HPR: What do you anticipate to be the primary dangers or challenges of implementing AI in medicine?
IK: I think the greatest danger would be AI that’s implemented by players that don’t necessarily have the patient’s best interests at heart. The stakes are so large in medicine, both in terms of happiness, in terms of money, in terms of quality of life, that you can imagine that there’s a lot of reward for actors that may or may not have our best interests who deploy these models. The values and goals of these AI systems will require regulation, as well as who’s supplying the development and funding the development of these programs.
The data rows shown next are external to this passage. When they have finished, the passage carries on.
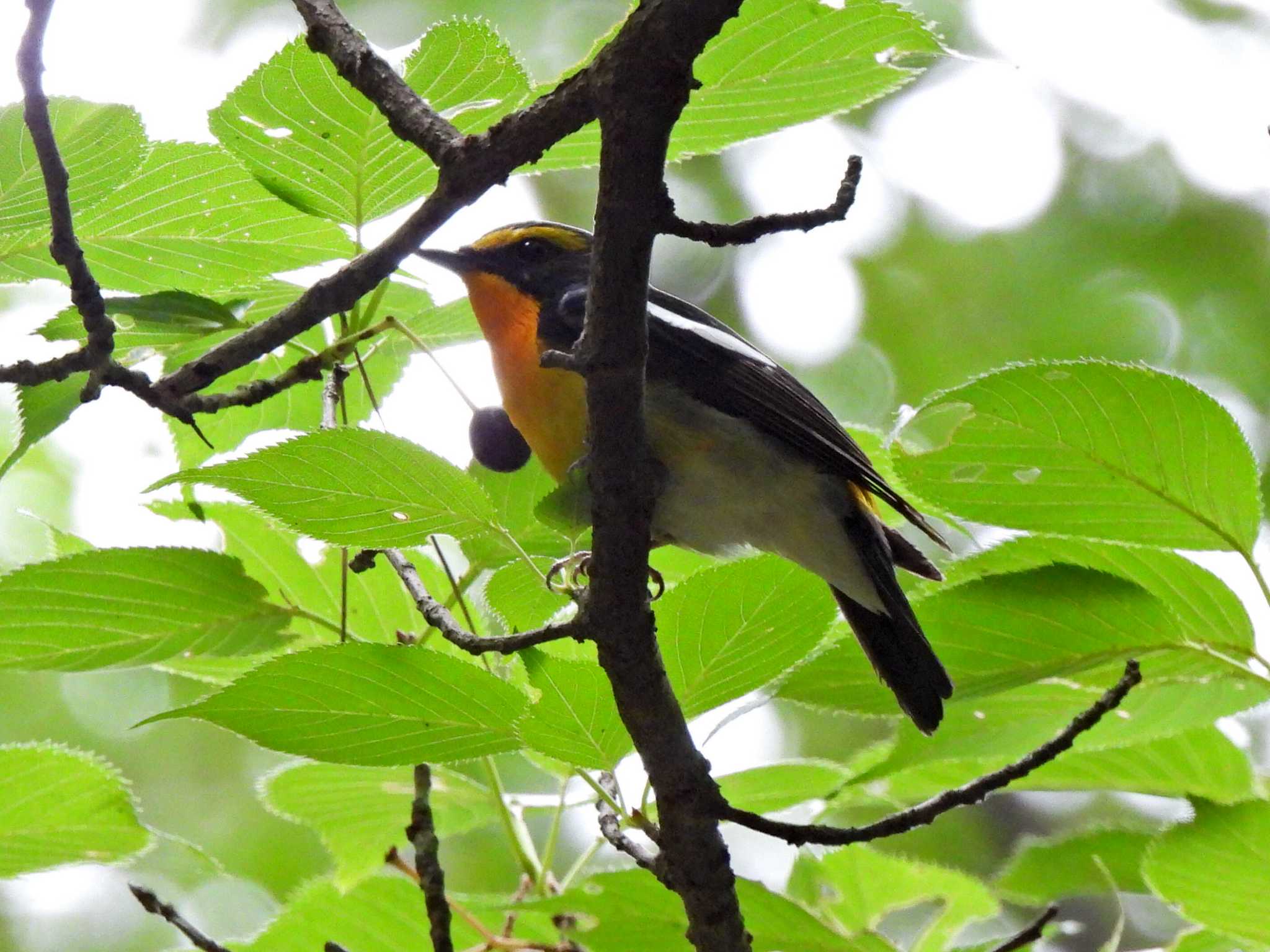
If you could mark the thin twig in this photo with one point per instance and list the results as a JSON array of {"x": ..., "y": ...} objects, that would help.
[
  {"x": 750, "y": 230},
  {"x": 409, "y": 117},
  {"x": 64, "y": 248},
  {"x": 332, "y": 395},
  {"x": 1030, "y": 935},
  {"x": 332, "y": 399},
  {"x": 922, "y": 814},
  {"x": 611, "y": 829},
  {"x": 432, "y": 879},
  {"x": 155, "y": 907},
  {"x": 454, "y": 586},
  {"x": 438, "y": 617},
  {"x": 304, "y": 371}
]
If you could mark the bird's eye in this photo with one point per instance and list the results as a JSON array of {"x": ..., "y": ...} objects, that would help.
[{"x": 534, "y": 250}]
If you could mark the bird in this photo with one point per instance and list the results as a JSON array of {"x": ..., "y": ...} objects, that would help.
[{"x": 750, "y": 457}]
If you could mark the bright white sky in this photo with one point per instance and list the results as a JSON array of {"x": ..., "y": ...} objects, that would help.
[{"x": 978, "y": 145}]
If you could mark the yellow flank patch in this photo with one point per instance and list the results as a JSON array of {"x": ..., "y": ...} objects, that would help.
[
  {"x": 549, "y": 408},
  {"x": 864, "y": 498},
  {"x": 562, "y": 238}
]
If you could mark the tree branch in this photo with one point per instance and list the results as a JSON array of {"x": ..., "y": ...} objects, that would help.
[
  {"x": 1030, "y": 935},
  {"x": 750, "y": 230},
  {"x": 611, "y": 829},
  {"x": 409, "y": 117},
  {"x": 304, "y": 371},
  {"x": 922, "y": 814},
  {"x": 432, "y": 879},
  {"x": 438, "y": 617},
  {"x": 64, "y": 248},
  {"x": 641, "y": 86},
  {"x": 154, "y": 906}
]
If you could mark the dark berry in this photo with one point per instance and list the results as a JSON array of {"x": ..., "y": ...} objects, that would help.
[{"x": 495, "y": 443}]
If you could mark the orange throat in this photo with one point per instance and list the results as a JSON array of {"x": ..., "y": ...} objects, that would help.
[{"x": 549, "y": 408}]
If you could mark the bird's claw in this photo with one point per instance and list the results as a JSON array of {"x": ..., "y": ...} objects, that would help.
[{"x": 567, "y": 575}]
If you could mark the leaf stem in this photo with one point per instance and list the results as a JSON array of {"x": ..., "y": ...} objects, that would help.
[
  {"x": 517, "y": 833},
  {"x": 373, "y": 305},
  {"x": 1256, "y": 573},
  {"x": 580, "y": 863},
  {"x": 318, "y": 620},
  {"x": 553, "y": 839},
  {"x": 418, "y": 342}
]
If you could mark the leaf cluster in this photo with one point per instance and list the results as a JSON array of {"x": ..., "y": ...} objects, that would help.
[{"x": 1104, "y": 472}]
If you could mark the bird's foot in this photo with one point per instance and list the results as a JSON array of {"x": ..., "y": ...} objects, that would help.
[{"x": 568, "y": 575}]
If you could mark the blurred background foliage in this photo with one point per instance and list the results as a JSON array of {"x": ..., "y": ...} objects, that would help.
[{"x": 1127, "y": 253}]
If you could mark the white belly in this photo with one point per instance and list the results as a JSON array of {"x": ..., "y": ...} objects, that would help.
[{"x": 728, "y": 488}]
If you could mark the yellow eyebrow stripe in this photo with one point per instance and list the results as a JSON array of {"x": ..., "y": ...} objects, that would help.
[{"x": 568, "y": 240}]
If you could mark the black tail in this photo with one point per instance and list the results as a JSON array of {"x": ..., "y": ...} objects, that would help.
[{"x": 894, "y": 641}]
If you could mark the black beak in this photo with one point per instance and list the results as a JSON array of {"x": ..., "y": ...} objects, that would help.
[{"x": 458, "y": 262}]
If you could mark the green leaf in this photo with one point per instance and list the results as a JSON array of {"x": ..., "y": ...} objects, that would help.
[
  {"x": 773, "y": 920},
  {"x": 1044, "y": 871},
  {"x": 63, "y": 806},
  {"x": 517, "y": 594},
  {"x": 191, "y": 218},
  {"x": 1217, "y": 868},
  {"x": 100, "y": 146},
  {"x": 1011, "y": 724},
  {"x": 1155, "y": 460},
  {"x": 358, "y": 811},
  {"x": 1199, "y": 762},
  {"x": 300, "y": 408},
  {"x": 1207, "y": 611},
  {"x": 378, "y": 602},
  {"x": 517, "y": 498},
  {"x": 150, "y": 320},
  {"x": 1204, "y": 941},
  {"x": 732, "y": 630},
  {"x": 370, "y": 705},
  {"x": 766, "y": 790},
  {"x": 353, "y": 488},
  {"x": 575, "y": 719},
  {"x": 856, "y": 886},
  {"x": 322, "y": 146},
  {"x": 380, "y": 914},
  {"x": 42, "y": 409},
  {"x": 126, "y": 607},
  {"x": 1003, "y": 631},
  {"x": 781, "y": 64}
]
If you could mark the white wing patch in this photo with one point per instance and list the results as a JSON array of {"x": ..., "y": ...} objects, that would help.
[{"x": 713, "y": 334}]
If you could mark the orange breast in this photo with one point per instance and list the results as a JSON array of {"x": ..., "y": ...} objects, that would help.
[{"x": 549, "y": 408}]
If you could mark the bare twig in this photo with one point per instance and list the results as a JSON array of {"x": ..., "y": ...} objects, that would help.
[
  {"x": 64, "y": 248},
  {"x": 973, "y": 792},
  {"x": 454, "y": 586},
  {"x": 409, "y": 117},
  {"x": 155, "y": 907},
  {"x": 332, "y": 397},
  {"x": 611, "y": 828},
  {"x": 468, "y": 170},
  {"x": 438, "y": 617},
  {"x": 1030, "y": 935},
  {"x": 750, "y": 230},
  {"x": 304, "y": 371},
  {"x": 30, "y": 374},
  {"x": 432, "y": 879}
]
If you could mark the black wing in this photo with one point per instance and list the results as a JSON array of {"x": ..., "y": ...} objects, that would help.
[{"x": 706, "y": 358}]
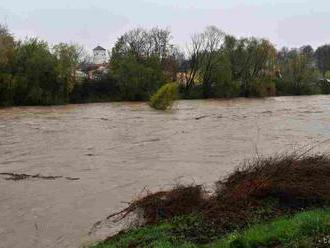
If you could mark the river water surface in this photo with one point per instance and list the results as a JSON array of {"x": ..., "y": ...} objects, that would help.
[{"x": 117, "y": 149}]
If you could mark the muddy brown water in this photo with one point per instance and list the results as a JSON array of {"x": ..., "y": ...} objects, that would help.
[{"x": 117, "y": 149}]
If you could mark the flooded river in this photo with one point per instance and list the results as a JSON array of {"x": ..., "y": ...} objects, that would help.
[{"x": 117, "y": 149}]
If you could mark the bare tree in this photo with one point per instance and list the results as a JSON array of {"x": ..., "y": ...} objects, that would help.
[{"x": 213, "y": 38}]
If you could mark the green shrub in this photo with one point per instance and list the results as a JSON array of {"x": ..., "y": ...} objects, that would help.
[{"x": 163, "y": 99}]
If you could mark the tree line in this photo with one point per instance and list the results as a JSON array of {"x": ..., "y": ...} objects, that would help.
[{"x": 213, "y": 65}]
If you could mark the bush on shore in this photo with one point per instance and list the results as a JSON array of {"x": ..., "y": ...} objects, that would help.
[
  {"x": 164, "y": 98},
  {"x": 259, "y": 191}
]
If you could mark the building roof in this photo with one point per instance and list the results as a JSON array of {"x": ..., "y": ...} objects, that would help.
[{"x": 99, "y": 48}]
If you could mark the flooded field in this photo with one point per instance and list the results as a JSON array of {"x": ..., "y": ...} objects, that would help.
[{"x": 102, "y": 155}]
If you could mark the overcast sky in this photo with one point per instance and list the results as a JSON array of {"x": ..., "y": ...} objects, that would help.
[{"x": 290, "y": 23}]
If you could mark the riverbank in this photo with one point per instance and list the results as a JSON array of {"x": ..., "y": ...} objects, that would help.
[{"x": 271, "y": 202}]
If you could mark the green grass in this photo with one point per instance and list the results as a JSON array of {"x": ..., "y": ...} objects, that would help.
[{"x": 299, "y": 230}]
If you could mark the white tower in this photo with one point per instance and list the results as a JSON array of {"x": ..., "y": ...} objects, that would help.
[{"x": 99, "y": 55}]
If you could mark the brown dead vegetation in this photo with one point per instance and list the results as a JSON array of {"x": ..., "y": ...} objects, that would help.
[{"x": 291, "y": 183}]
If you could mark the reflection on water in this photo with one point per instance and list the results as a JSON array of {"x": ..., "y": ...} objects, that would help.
[{"x": 116, "y": 149}]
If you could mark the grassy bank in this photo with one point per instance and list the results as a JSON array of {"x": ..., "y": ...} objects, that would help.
[{"x": 272, "y": 202}]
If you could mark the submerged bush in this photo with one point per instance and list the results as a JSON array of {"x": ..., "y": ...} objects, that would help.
[{"x": 164, "y": 97}]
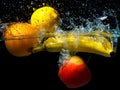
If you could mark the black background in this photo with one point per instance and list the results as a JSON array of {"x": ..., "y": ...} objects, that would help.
[{"x": 40, "y": 70}]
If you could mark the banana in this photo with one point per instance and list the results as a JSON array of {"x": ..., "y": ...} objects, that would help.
[{"x": 91, "y": 43}]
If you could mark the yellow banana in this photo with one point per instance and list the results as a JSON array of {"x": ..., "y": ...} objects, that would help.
[{"x": 80, "y": 43}]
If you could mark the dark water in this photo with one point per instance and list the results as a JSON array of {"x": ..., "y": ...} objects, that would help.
[{"x": 40, "y": 70}]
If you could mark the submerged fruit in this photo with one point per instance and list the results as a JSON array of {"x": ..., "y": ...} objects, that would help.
[
  {"x": 45, "y": 17},
  {"x": 74, "y": 72},
  {"x": 20, "y": 39}
]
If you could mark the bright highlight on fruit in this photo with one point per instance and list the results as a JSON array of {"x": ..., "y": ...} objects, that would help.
[
  {"x": 45, "y": 17},
  {"x": 20, "y": 39},
  {"x": 74, "y": 73}
]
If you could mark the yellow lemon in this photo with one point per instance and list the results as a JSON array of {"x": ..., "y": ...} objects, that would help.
[{"x": 45, "y": 17}]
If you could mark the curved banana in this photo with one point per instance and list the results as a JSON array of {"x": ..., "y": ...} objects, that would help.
[{"x": 91, "y": 43}]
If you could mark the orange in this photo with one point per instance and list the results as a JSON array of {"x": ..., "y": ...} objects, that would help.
[{"x": 19, "y": 39}]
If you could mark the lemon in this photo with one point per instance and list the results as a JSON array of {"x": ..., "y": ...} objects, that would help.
[{"x": 45, "y": 17}]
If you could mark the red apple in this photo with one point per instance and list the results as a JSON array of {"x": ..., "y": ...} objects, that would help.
[{"x": 74, "y": 72}]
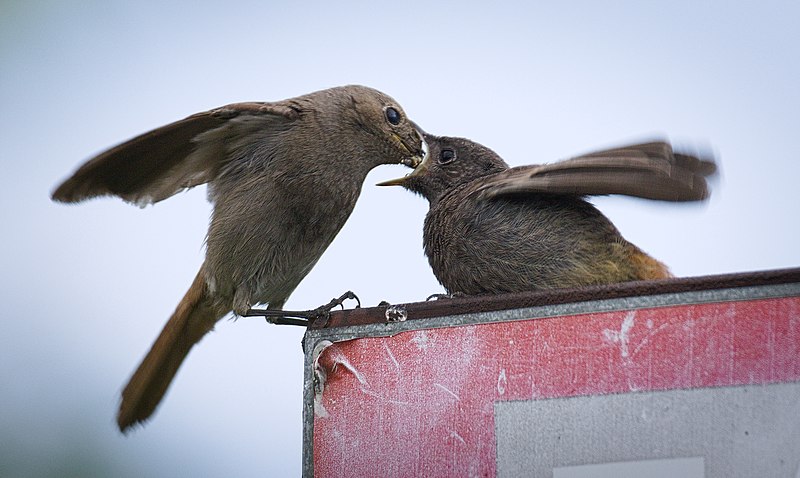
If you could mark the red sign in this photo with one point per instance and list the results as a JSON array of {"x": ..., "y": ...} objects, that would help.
[{"x": 426, "y": 402}]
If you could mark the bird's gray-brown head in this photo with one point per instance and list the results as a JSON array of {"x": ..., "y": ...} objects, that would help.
[
  {"x": 448, "y": 164},
  {"x": 384, "y": 134}
]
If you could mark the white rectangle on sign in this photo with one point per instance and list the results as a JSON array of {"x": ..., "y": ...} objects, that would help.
[{"x": 668, "y": 468}]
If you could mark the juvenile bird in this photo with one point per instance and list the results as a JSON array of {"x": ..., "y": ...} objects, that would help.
[
  {"x": 283, "y": 178},
  {"x": 495, "y": 229}
]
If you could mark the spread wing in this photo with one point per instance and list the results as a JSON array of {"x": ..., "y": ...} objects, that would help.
[
  {"x": 648, "y": 170},
  {"x": 162, "y": 162}
]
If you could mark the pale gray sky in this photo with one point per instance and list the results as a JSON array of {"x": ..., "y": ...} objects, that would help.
[{"x": 87, "y": 288}]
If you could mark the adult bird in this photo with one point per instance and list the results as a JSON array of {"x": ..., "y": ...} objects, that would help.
[{"x": 283, "y": 178}]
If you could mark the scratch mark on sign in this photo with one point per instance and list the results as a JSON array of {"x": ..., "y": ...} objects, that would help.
[
  {"x": 421, "y": 340},
  {"x": 447, "y": 390},
  {"x": 502, "y": 381},
  {"x": 454, "y": 434},
  {"x": 622, "y": 336},
  {"x": 391, "y": 356}
]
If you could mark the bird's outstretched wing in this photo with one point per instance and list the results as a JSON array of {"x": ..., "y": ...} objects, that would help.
[
  {"x": 648, "y": 170},
  {"x": 160, "y": 163}
]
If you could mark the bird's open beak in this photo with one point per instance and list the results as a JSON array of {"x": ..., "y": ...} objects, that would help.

These models are highly capable, and if they’re aligned with the kind of preferences and values that we teach in medicine, that’s great. But there are many, many other possible alignments and sort of danger is having players aligning the systems in ways that save money, perhaps at the detriment of a subgroup of patients.
We have a lot of opportunities to redress wrongs, including grievous wrongs due to bias using AI, but that’s only so long as the people who are training and aligning these models actually have our best interests at heart. A combination of addressing who’s doing it with which goals, making transparent the properties of these models, and having a monitoring process to ensure that these systems are in fact acting in their best interest would be important, effortful first steps.